农民工子弟注定有着不同于上海当地孩子的成长道路。他们可以接受当地的中小学教育,却很难享受高中教育。与父辈相比,他们已经可以接受更好的教育和社会保障,然而他们的社会地位以及受教育水平只能让他们选择站在流水线前组装的工作,而不是坐在大学教室里读书。

THE greatest wave of voluntary migration in human history transformed China’s cities, and the global economy, in a single generation. It has also created a huge task for those cities, by raising the expectations of the next generation of migrants from the countryside, and of second-generation migrant children. They have grown up in cities in which neither the jobs nor the education offered them have improved much.

This matters because the next generation of migrants has already arrived in staggering numbers. Shanghai’s migrant population almost trebled between 2000 and 2010, to 9m of the municipality’s 23m people. Nearly 60% of Shanghai’s 7.5m or so 20-to-34-year-olds are migrants.

Many have ended up in the same jobs and dormitory beds as their parents did. A survey by the National Bureau of Statistics found that 44% of young migrants worked in manufacturing and another 10% in construction. This and another recent survey suggest that young migrants are dissatisfied with their lot and, despite large pay rises for factory work in recent years, with their salaries, too. Those who grew up partly in the cities with their parents have expectations of a comfortable life that are more difficult to satisfy. Their ambitions frustrated, many do something their parents did not: they leave one job, and find another. And then leave again.

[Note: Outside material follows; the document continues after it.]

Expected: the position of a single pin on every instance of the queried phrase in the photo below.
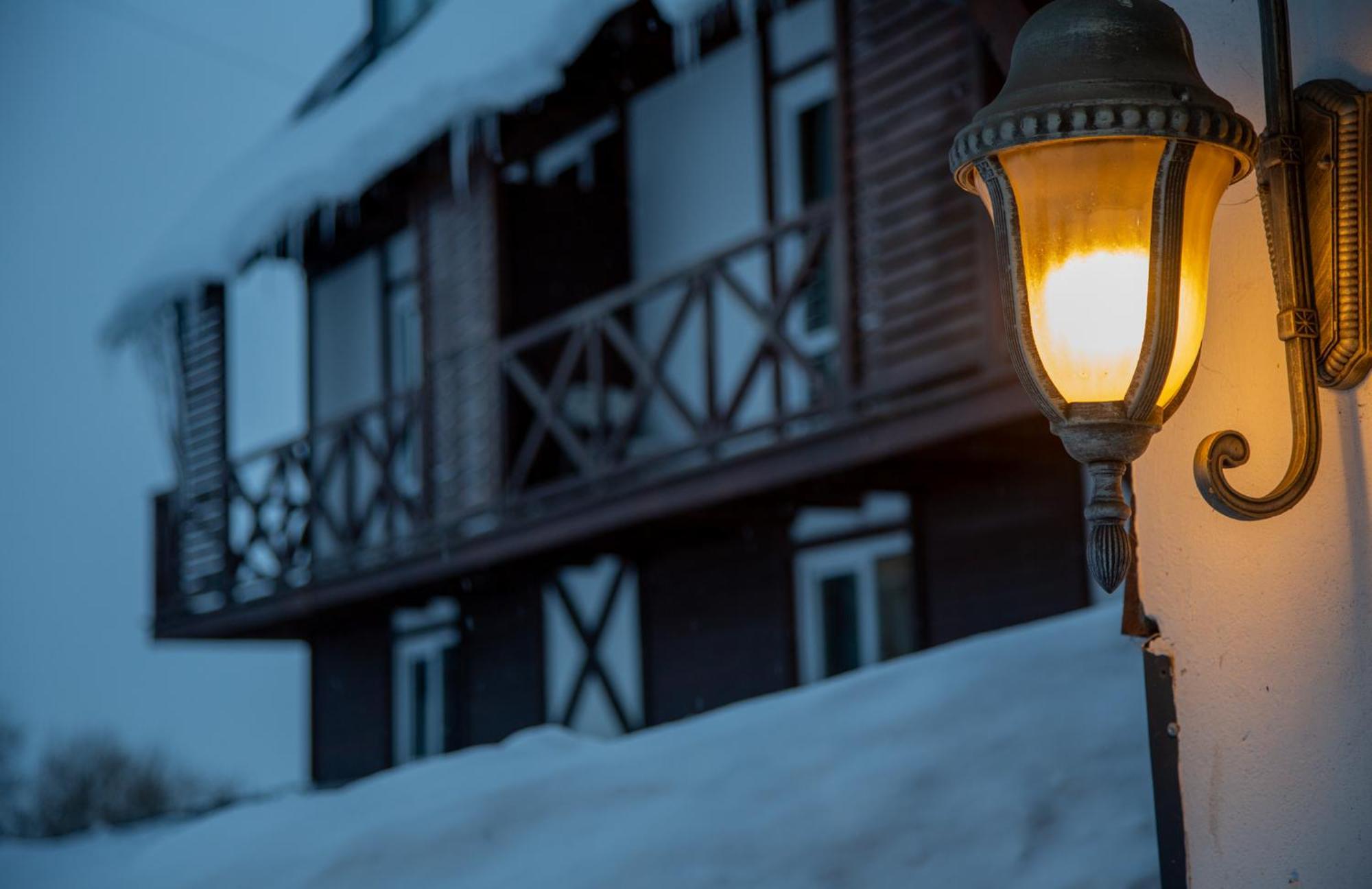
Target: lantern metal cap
(1089, 69)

The Centre for Child-Rights and Corporate Social Responsibility, a partner in Beijing of Save the Children Sweden, conducted a survey of young textile workers in five provinces in 2011. A majority had changed jobs at least twice since starting work in the previous two or three years. Nearly half worried about the monotony of their work and despaired of their career prospects. Only 8.6% reported being “comfortable” at work. One worker told researchers: “We have become robots, and I don’t want to be a robot who only works with machines.”

Tied to the land

One obstacle to a better job is their parents. In China’s system of household registration (known ashukou), children born to rurally registered parents count as rural, even if their parents have migrated to the city, and regardless of where they themselves were born. In 2010 Shanghai was home to 390,000 children under the age of six who were officially classified as “migrants”.

They are fated to grow up on a separate path from children of Shanghainese parents. Migrant children are eligible to attend local primary and middle schools, but barred from Shanghai’s high schools. They receive better schooling and social benefits than their parents did, and some pursue different types of work (see next story), but their status and their education are still more likely to lead to an assembly line than a university classroom.

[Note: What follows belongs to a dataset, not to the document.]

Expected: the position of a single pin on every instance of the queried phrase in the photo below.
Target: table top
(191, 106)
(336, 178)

For years reformers have called for changes in the hukou system. Children with a rural hukou want to lead a better life than their parents did. Many have never worked on the farm, but the system denies them a fair chance to move up the ladder.

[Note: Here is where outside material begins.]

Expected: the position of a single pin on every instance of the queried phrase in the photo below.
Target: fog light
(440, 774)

This is unlikely to change soon. First, China’s factories still need large numbers of migrants, and the system now in place ensures that many of them will seek work there. Second, Chinese cities have welcomed migrants without a coherent plan to educate them. Shanghai had 170,000 students enrolled in high school in 2010, but there were 570,000 migrant children aged 15 to 19 living in the city who were unable to attend those schools. “The Shanghai government needs to provide its educational resources to the locals first,” says Xu Benliang, deputy director of the Shanghai Charity Education and Training Centre, which teaches young migrants how to get on in life. Mr Xu says the centre tries to tell migrants: “Don’t complain about things that you can’t change.”

One educational option that is left to the brightest young migrants is vocational school, where students are taught a trade. At a suburban campus of the Shanghai Vocational School of Technology and Business, half the students are migrants and half are local Shanghainese (five years ago, only one student in seven was a migrant). Because the locals tend to be those who failed to secure the prized slots in formal Shanghai high schools, the migrant students here are the stars.

Zhang Xiaohan is 16. She moved to Shanghai five years ago from Henan province in central China in order to be with her migrant parents. Her father is a furniture salesman and her mother works in a shop. She studies computing. Ms Zhang would prefer a diploma from a Shanghai high school and the better chance at a university education that would bring, but she admits, “I need to accept reality. I need to adapt.”